Lumi
A multi-modal iOS app that uses voice-first interactions to help users learn the elements of photography

Timeline: 8 Weeks
Role: Product Design, UI/UX Design, Conversational Design
Tools: Adobe Illustrator, Figma, Adobe XD
Introduction
After immersing myself in the world of UX design for the past few years and recently graduating from UCLA with a degree in Cognitive Science + Linguistics, I couldn’t be more excited to explore the intersection of these two fields through Conversational Design. The advent of voice interactions has not only added another layer of complexity and functionality to user experiences, but has also opened the door to creating ones that are accessible as well.
In developing my first multi-modal project, my goal has been to learn the intricacies of juxtaposing intuitive GUIs with VUIs that enhance a user’s understanding. Lumi is a photography resource that bridges the gap between theoretical and applied learning, affording users the ability to tackle a new skill through hands-on interaction.

Lumi Clickable Prototype Demo
Phase I: Explore
Preliminary Research
Before I dove into creating voice experiences, I wanted to research the tools, concepts and best practices that would help me grasp the fundamentals of designing a VUI. I started with Cathy Pearl’s Designing Voice User Interfaces (and devoured it in one sitting) which gave me an overview of the entire process. I was surprised to see how many of the research techniques I’d been using in both product design and linguistics were common to VUI design, but also humbled by the nuance and error-handling measures imperative to create conversational experiences.
Some key concepts and takeaways I kept in mind when developing Lumi were:
Conversational User Interfaces - Interactions beyond 1 conversation turn (require contextual awareness, coreference, history)
Cooperative Principle - The fundamental principle of successful conversations defined by Grice’s 4 Maxims: Quantity, Quality, Relevance and Manner.
Conversationality - Acknowledgements, temporal markers, and feedback that aid in building trust between assistant and user
Confidence Intervals and Confirmations - How to let users know when they were understood/inform of errors
Setting User Expectations: While it’s possible to illuminate all the features and functionality through a GUI (navigations, visual onboarding), discoverability isn’t as intuitive in voice interaction which are limited by cognitive factors such as working memory. As a result, it’s important to educate your users along the way, with interactions informing them of possible utterances and features.

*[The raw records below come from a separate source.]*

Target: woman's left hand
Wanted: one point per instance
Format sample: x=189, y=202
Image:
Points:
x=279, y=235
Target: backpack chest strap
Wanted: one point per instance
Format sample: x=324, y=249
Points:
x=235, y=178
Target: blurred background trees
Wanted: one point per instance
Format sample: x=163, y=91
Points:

Error Handling - While GUIs and other forms of visual technology require acquired skills, conversation and language are innate. As a result, voice interactions require trust between the interface and the user, and violations of this trust are detrimental to the experience. A critical factor in determining the success of a conversational experience is how the assistant accounts for errors, and how to “degrade gracefully” in the event of one.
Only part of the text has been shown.